In keeping with the mission of Open Anthropology to bring the discipline into the public conversation about critical social issues and contemporary policy debates, this edition focuses on violence. In the broadest sense, violence is the exercise of force that inflicts injury or damage. In the world as it currently exists, there is no dearth of illustrations or indicators of violence. News reports in the first two weeks of July 2013, the time of this writing, cover stories that include: the death of Trayvon Martin and the violence of racism in a jury trial in Florida; the torture of solitary confinement; death by drone; bomb attacks in Iraq; malign neglect of the factory floor; and one "view from the victim room," a tiny sample of stories from a tiny sample of English-language press outlets that share one common feature: death, injury, damage was inflicted by force.

These are headline topics that unveil the surface but do not answer important questions about the large territory that is violence. The surface lends itself to easy explanations that I suspect nobody really finds all that convincing or relevant. Some people explain violence with a shrug, "It's human nature, is all" or find blame in an other's culture or belief system, "they are a violent people."
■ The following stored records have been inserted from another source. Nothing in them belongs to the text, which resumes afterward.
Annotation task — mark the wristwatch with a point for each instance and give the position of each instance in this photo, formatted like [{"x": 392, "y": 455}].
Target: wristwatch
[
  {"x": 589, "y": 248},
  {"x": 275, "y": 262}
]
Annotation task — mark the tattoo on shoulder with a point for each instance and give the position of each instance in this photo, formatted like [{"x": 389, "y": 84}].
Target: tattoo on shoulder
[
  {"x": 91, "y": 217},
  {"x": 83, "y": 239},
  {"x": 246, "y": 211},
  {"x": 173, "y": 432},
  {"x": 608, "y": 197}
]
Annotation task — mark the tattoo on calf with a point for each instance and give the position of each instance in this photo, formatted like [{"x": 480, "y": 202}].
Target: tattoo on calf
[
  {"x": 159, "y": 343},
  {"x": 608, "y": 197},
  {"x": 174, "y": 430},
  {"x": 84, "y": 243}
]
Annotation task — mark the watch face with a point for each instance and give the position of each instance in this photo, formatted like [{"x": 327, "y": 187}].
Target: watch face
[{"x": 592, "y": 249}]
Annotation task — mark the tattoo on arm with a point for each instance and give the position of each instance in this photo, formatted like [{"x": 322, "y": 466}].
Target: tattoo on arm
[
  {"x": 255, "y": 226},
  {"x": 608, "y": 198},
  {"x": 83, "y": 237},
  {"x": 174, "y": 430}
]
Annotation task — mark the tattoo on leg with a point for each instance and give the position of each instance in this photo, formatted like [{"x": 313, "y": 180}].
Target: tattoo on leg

Most anthropologists avoid such totalizing statements that tend to end discussion and erase history and context. Instead, they approach the subject systematically, building and arranging the knowledge they have acquired. Towards that goal, anthropologists and other social scientists have developed labels that differentiate forms of violence, categories that include the spectacular violence of war, genocide, and massacre; the structural violence of unequal social and economic relationships—the violence of racism, sexism, and class inequality; and interpersonal violence—all forms that are understood to be intertwined, interconnected phenomena.